Because you didn't realise that the Napoleonic Wars ended in 1815 not 1818, because you suggested a book about daily life in Elizabethan England as a resource for life in the Regency period (rather like suggesting someone researches Abigail Adams as background for the life of a president's wife when writing about Jackie Kennedy) etc... It's one thing not knowing about a specifc point, like the original poster's question, it's quite different not knowing the basic facts about your period and the date of the major war during that period is a basic fact. You also said in an earlier post you weren't being "picky" about details - when writing a historical novel you have to be, even more than when wriiting a contemporary novel, because you'll get caught out by your readers. Established bestselling authors can get away with being slapdash, new ones can't, their publishers don't like it when they get letters of complaint about details. 

I can't think why you believe I don't trust journalists - I said you are a journalist so you must know how to do research, it's part of your job. I was merely stating a fact, research will probably come easier to you than for someone who has never tried researching anything, that's all.
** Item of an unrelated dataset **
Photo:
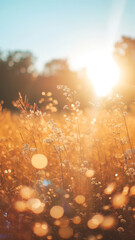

Many apologies if I've offended you, it wasn't meant, but as the granddaughter of a passionate historian (whose books are still used as texts in some US universities) and the writer of historical novels myself I do take historical accuracy seriously, after all nothing destroys the world of a novel quicker than discovering that the writer has made a fundamental error.


----------



## Cat Laurelle (Sep 29, 2011)

Forget I ever put up this thread, I was barely starting to fact check when I put it up. Can anyone tell me how to remove myself from this site? I've been repeatedly attacked no matter where I post anything.


----------



## adventuringheroine (Jun 28, 2013)

I'm also attempting to write something set in the regency era and had a question about ranking... My heroine's father is a second son of a gentleman (around the Bennet's wealth maybe a bit more) and I'm wondering what's the highest rank he could have?


----------



## Joanna Stone (Jul 21, 2013)

adventuringheroine said:


> I'm also attempting to write something set in the regency era and had a question about ranking... My heroine's father is a second son of a gentleman (around the Bennet's wealth maybe a bit more) and I'm wondering what's the highest rank he could have?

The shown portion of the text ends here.